China’s P2P crackdown should worry IPO issuers
China’s peer-to-peer lenders are once again staring into the abyss, following a string of recent scandals and a new crackdown by regulators. As the noose tightens around the sector, IPO-hopefuls like Weidai should tread with caution.
Internet financing has flourished in China over the years, amid lax controls and tight-fisted banks. According to Moody’s, the country’s P2P sector has grown at a rapid clip since 2013, spurred by soaring demand for loans among the unbanked populace, as well as juicy yields offered to investors. Hundreds of online platforms sprang up to feed this market, but the lack of supervision has led to widespread fraud and misappropriation.
After years of mostly unchecked growth, Chinese regulators are now struggling to contain the fallout.
There were reports this week that the authorities, including the Internet Lending Financial Risk Management Working Leadership Group and China Banking and Insurance Regulatory Commission, are cracking down on the industry with a new round of checks on thousands of P2P lenders.
The number of failed P2P platforms rose to 165 in July from 63 the month before, and the outstanding balance of P2P lending fell to Rmb956bn as at end-July from Rmb1.3tr two months ago. This led to the Beijing police quashing a planned public protest by investors who lost money, and the government last week releasing a 10-point plan to address weaknesses in the regulation of online lenders.
Given this backdrop, it would be wise for Chinese P2P issuers planning IPOs, whether in Hong Kong or in the US, to lay low until the scandal blows over.
There is still too much public anger around the sector, and with government enforcement heating up, investors are unlikely to touch it with a 10-foot pole. IPO filings of Chinese technology-oriented issuers are also piling up in Hong Kong and the US, so fund managers will have rich pickings by the time September rolls around.
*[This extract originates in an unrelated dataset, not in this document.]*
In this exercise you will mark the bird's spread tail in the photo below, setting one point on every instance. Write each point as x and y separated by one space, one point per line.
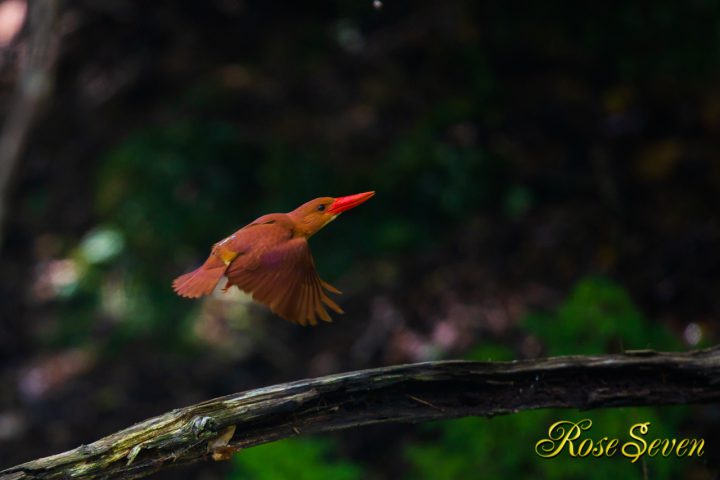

Moreover, investors have turned decidedly risk-off on Chinese assets thanks to the trade war jitters. It also does not help that Chinese social media company Tencent Holdings, seen as a bellwether for Hong Kong stocks, got a hammering last week because it reported a surprise profit miss. Underwriters are discussing the very real possibility of lowering valuations for upcoming share sales with issuers, especially those in tech.
Investors have seen this all before. Near the end of last year a handful of IPOs from Chinese online lenders came one after another, despite progressively lower valuations and a poor secondary performance that was also caused by a regulatory clampdown.
Weidai’s planned IPO on the New York Stock Exchange, which has been tagged at $100m, is not expected to start pre-marketing until September.
If it chooses to forge ahead, investors would probably demand a single-digit valuation. The company differs from its rivals in that it offers financing backed by automobiles, as opposed to the unsecured lending that is allowed at most other lenders. But valuations aside, the optics for an IPO from a P2P name at this time could not be worse. Weidai should temper its expectations in line with market sentiment.
Once the summer lull is over, investors will — hopefully — be raring to take a punt on new companies again, especially as lending remains a huge untapped opportunity. Until then, it is going to be a bumpy ride.